Formasi Kunci: Cara Benar Melakukan Lunge dan Split Squat untuk Keseimbangan dan Kaki Kuat
Dua gerakan unilateral (satu sisi) yang paling fundamental dan efektif untuk membangun kekuatan kaki yang fungsional, simetris, dan meningkatkan keseimbangan adalah Lunge dan Split Squat. Meskipun sekilas terlihat mirip, menguasai formasi kunci yang benar dari Lunge dan Split Squat adalah penentu antara latihan yang menghasilkan kaki kuat anti-cedera dan latihan yang memicu nyeri sendi lutut. Kedua latihan ini sangat penting karena tidak hanya menargetkan otot quadriceps, hamstrings, dan glutes secara intensif, tetapi juga memaksa otot core dan otot kecil penstabil untuk bekerja keras demi menjaga keseimbangan. Lunge dan Split Squat adalah senjata rahasia untuk mengatasi ketidakseimbangan kekuatan antara kaki kanan dan kiri.

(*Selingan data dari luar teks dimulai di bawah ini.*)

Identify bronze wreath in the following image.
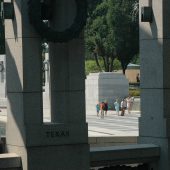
[28,0,87,42]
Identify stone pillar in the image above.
[0,55,7,107]
[5,0,89,170]
[139,0,170,170]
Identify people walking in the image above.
[100,102,105,119]
[114,99,120,116]
[96,103,100,116]
[120,98,127,116]
[104,101,108,116]
[126,96,132,114]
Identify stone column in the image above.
[5,0,89,170]
[139,0,170,170]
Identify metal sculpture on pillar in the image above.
[1,0,89,170]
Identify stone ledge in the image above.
[88,136,138,147]
[90,144,160,167]
[0,153,22,169]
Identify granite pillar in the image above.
[5,0,89,170]
[139,0,170,170]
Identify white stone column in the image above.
[139,0,170,170]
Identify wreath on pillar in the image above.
[28,0,87,43]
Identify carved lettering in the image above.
[46,130,70,138]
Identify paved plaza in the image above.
[86,111,140,137]
[0,109,140,137]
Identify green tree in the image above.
[85,0,116,72]
[85,0,139,73]
[108,0,139,74]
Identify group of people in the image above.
[96,101,108,119]
[96,96,134,118]
[117,96,134,116]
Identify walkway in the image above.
[86,111,140,137]
[0,109,140,137]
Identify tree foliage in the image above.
[85,0,139,73]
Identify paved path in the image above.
[86,111,140,137]
[0,109,140,137]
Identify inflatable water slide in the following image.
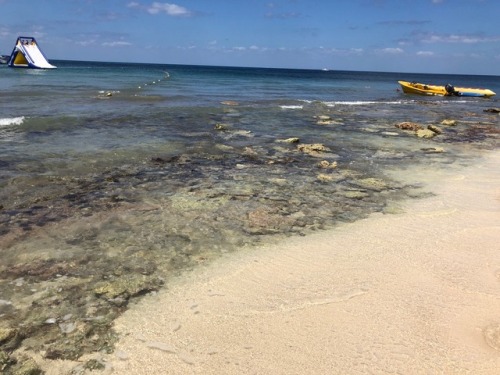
[8,36,56,69]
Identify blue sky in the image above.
[0,0,500,75]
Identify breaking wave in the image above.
[0,116,24,126]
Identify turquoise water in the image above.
[0,61,500,368]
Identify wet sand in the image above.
[48,152,500,375]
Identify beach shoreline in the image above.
[36,151,500,374]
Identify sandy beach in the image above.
[42,152,500,375]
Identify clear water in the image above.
[0,61,500,364]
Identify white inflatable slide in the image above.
[9,36,56,69]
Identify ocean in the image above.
[0,61,500,368]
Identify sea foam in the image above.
[0,116,24,126]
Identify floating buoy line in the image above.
[97,71,170,99]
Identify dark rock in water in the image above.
[10,358,43,375]
[94,275,163,300]
[416,129,437,138]
[427,125,443,134]
[151,155,179,164]
[297,143,331,156]
[441,119,457,126]
[396,121,424,132]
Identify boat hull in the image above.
[398,81,496,97]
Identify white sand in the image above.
[46,153,500,375]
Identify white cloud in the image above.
[377,47,404,55]
[102,40,132,47]
[146,2,191,17]
[420,34,500,44]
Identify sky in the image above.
[0,0,500,75]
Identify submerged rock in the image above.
[441,119,457,126]
[276,137,300,143]
[427,125,443,134]
[297,143,331,156]
[318,160,337,169]
[396,121,424,132]
[417,129,437,138]
[354,177,389,191]
[94,275,163,300]
[484,108,500,113]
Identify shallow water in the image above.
[0,62,500,370]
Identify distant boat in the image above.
[398,81,496,97]
[0,55,10,64]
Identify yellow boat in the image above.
[398,81,496,98]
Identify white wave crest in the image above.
[280,105,304,109]
[324,100,404,107]
[0,116,24,126]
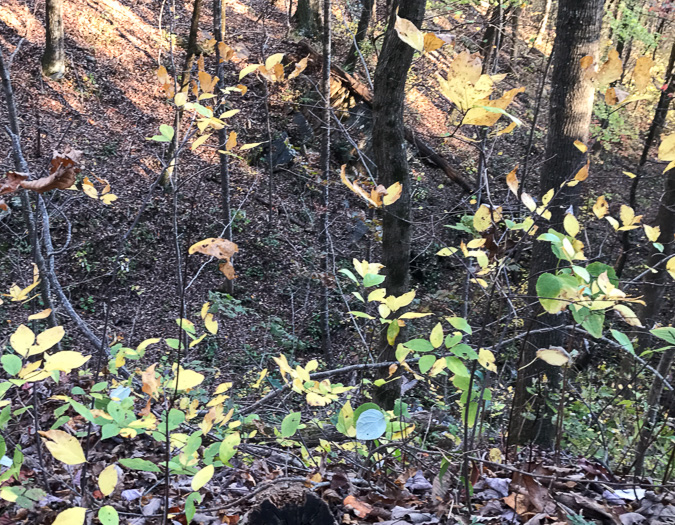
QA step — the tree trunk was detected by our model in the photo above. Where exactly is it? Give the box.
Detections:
[372,0,426,410]
[162,0,202,186]
[213,0,234,294]
[509,0,603,446]
[640,43,675,326]
[320,0,332,363]
[295,0,321,37]
[615,43,675,278]
[344,0,375,71]
[42,0,66,79]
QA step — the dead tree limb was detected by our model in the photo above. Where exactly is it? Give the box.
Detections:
[298,40,473,193]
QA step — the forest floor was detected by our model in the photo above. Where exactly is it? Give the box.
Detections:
[0,0,675,525]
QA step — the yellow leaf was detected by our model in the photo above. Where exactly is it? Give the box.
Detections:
[98,465,117,496]
[506,166,518,195]
[537,346,570,366]
[382,182,403,206]
[658,133,675,161]
[9,324,35,357]
[666,257,675,279]
[101,193,117,205]
[45,352,91,374]
[478,348,497,372]
[386,290,415,312]
[429,323,445,348]
[173,91,187,107]
[574,140,588,153]
[52,507,87,525]
[190,133,211,151]
[462,87,525,127]
[594,49,623,86]
[28,308,52,321]
[438,51,494,113]
[563,213,580,237]
[288,55,309,80]
[225,131,237,151]
[633,55,654,93]
[490,448,502,463]
[239,142,262,151]
[593,195,609,219]
[239,64,261,80]
[167,364,204,391]
[394,14,424,53]
[204,314,218,334]
[614,304,642,328]
[82,177,98,200]
[642,224,661,242]
[422,33,445,53]
[40,430,87,465]
[190,465,215,492]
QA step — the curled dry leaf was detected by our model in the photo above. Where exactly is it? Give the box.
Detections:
[21,149,82,193]
[188,237,239,280]
[343,494,373,518]
[0,171,28,195]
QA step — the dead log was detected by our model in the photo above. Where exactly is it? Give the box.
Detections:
[298,40,473,193]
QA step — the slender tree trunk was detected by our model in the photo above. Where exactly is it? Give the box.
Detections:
[42,0,66,79]
[640,43,675,326]
[321,0,332,363]
[372,0,426,409]
[162,0,202,186]
[295,0,321,36]
[344,0,375,71]
[509,0,603,446]
[614,43,675,278]
[530,0,553,49]
[213,0,234,294]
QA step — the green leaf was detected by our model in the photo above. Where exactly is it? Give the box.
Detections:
[537,273,563,313]
[119,458,161,472]
[447,317,473,335]
[218,432,241,467]
[0,354,22,376]
[356,408,387,441]
[445,356,470,377]
[363,273,384,288]
[649,326,675,345]
[185,492,202,523]
[581,311,605,337]
[611,328,635,354]
[450,343,478,360]
[338,268,359,284]
[281,412,302,438]
[405,339,434,352]
[418,354,436,374]
[98,505,120,525]
[387,321,401,346]
[429,323,444,348]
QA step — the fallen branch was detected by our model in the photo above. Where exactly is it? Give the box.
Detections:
[298,40,473,193]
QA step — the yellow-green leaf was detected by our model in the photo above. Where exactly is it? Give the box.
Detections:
[45,350,91,374]
[190,465,215,492]
[537,346,570,366]
[40,429,87,465]
[429,323,445,348]
[98,465,117,496]
[52,507,87,525]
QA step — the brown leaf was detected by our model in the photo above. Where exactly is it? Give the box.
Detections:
[188,237,239,261]
[343,494,373,518]
[21,149,82,193]
[218,261,237,281]
[0,171,28,195]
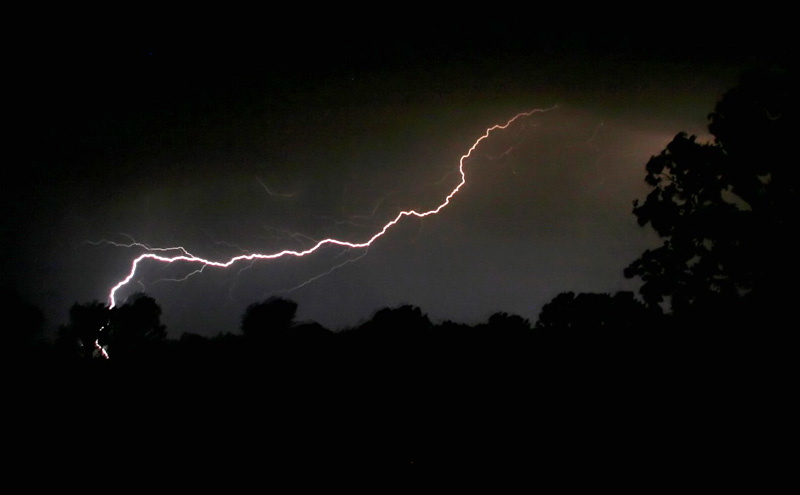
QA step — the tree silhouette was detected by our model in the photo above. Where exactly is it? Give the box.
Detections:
[536,292,652,331]
[58,301,111,357]
[108,293,167,359]
[241,297,297,340]
[625,68,798,324]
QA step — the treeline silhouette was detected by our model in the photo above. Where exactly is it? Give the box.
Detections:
[13,68,798,483]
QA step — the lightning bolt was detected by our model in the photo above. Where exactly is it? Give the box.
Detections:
[108,106,556,309]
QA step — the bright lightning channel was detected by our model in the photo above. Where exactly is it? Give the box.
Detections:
[108,106,556,309]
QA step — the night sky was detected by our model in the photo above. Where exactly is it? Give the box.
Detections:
[2,13,788,337]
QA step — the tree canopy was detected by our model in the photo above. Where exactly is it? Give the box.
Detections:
[625,68,798,328]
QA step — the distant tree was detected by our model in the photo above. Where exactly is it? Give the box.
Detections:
[359,304,433,340]
[57,301,112,357]
[107,293,167,359]
[536,292,653,331]
[59,293,167,360]
[625,68,800,324]
[241,297,297,339]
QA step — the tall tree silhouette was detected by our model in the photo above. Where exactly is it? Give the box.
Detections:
[625,67,798,330]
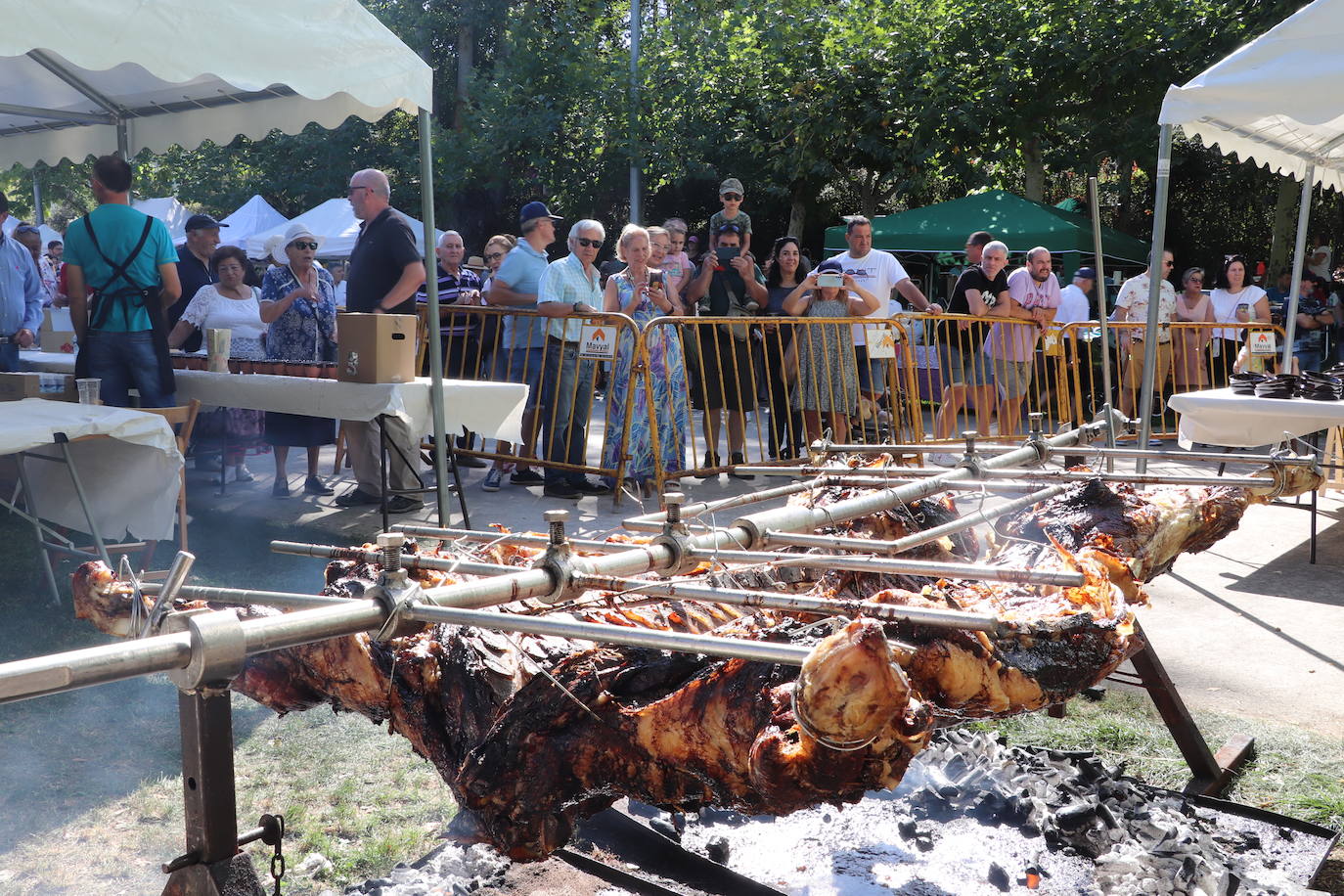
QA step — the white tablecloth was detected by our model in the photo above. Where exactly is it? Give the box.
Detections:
[176,371,527,442]
[0,398,181,540]
[19,349,75,374]
[1167,388,1344,449]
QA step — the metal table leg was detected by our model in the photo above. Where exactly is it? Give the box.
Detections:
[15,453,61,607]
[57,432,112,567]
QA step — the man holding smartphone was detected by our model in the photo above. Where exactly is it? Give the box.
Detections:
[686,222,769,479]
[836,215,942,429]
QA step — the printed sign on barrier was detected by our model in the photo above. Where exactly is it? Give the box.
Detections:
[579,324,617,361]
[1250,331,1278,356]
[863,327,899,357]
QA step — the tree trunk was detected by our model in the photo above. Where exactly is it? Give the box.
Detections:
[1265,177,1313,274]
[784,184,808,239]
[1115,158,1135,234]
[1021,136,1046,202]
[453,22,475,130]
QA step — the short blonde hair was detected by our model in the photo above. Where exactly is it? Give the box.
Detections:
[615,223,650,262]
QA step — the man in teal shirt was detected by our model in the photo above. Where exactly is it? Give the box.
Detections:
[66,156,181,407]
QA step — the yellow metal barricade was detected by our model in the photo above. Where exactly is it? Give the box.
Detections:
[1064,321,1283,438]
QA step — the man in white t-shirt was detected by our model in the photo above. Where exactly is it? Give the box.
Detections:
[834,215,942,417]
[1055,267,1097,325]
[1110,251,1176,417]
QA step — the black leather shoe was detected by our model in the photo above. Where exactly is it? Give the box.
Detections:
[336,486,381,507]
[306,475,336,494]
[729,453,755,479]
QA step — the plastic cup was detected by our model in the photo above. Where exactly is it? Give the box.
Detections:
[75,379,102,404]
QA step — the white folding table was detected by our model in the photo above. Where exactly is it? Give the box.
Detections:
[166,371,527,529]
[1167,388,1344,562]
[0,398,183,602]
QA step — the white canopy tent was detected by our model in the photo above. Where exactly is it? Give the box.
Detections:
[1140,0,1344,462]
[245,198,443,258]
[0,0,459,525]
[130,197,191,246]
[219,195,288,248]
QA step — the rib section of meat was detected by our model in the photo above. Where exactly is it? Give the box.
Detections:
[72,472,1279,859]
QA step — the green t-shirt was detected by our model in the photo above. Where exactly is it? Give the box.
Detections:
[709,208,751,237]
[65,202,177,334]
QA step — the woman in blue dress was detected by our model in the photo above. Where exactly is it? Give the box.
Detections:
[603,224,691,494]
[261,222,336,498]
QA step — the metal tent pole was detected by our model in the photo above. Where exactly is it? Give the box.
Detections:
[1279,165,1316,374]
[1088,177,1118,472]
[416,109,449,525]
[1135,125,1172,472]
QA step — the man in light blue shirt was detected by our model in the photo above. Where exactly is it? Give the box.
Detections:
[0,194,42,374]
[481,202,561,492]
[536,220,611,498]
[66,156,181,407]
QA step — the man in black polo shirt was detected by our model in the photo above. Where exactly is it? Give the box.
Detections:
[164,215,229,352]
[336,168,425,514]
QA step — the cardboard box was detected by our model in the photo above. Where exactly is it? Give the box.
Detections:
[336,313,417,382]
[37,307,75,353]
[0,374,79,402]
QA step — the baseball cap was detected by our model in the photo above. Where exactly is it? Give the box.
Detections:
[517,202,564,227]
[183,215,229,230]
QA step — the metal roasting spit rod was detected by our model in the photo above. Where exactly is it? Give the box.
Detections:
[765,485,1068,554]
[575,575,1016,636]
[0,421,1110,702]
[402,604,811,666]
[691,551,1088,586]
[270,541,517,575]
[392,522,637,554]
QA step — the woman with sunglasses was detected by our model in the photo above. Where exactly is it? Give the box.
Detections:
[1172,267,1214,389]
[1210,255,1270,387]
[261,222,336,498]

Lunge: Gerakan Dinamis dan Koordinasi
Lunge (Forward Lunge atau Reverse Lunge) adalah gerakan dinamis yang meniru gerakan berjalan atau berlari, menjadikannya latihan yang sangat fungsional. Karena sifatnya yang membutuhkan langkah maju atau mundur, lunge menuntut lebih banyak koordinasi dan stabilitas pinggul dibandingkan split squat.
Formasi Kunci Lunge yang Benar:
- Langkah dan Jarak: Lakukan langkah maju atau mundur yang cukup panjang. Lutut kaki depan harus berada tepat di atas pergelangan kaki (ankle) saat Anda turun, membentuk sudut 90 derajat di kedua lutut. Jika lutut depan melewati ujung jari kaki, tekanan berlebihan akan diberikan pada sendi lutut.
- Postur Inti: Jaga tubuh tetap tegak lurus (upright torso) dan otot core kencang. Jangan membungkuk ke depan. Kontrol pinggul agar tetap sejajar dan tidak berayun.
- Aksi Kaki Belakang: Lutut kaki belakang harus turun tegak lurus hingga hampir menyentuh lantai. Gunakan bola kaki belakang sebagai titik tumpu, bukan sebagai pendorong utama.
Menurut sebuah studi biomekanika dari Institut Fisioterapi Olahraga Nasional yang diterbitkan pada 15 November 2025, Reverse Lunge (lunge mundur) terbukti menghasilkan beban geser yang jauh lebih rendah pada tempurung lutut dibandingkan Forward Lunge, menjadikannya pilihan yang lebih aman untuk pemula atau individu dengan masalah lutut kronis.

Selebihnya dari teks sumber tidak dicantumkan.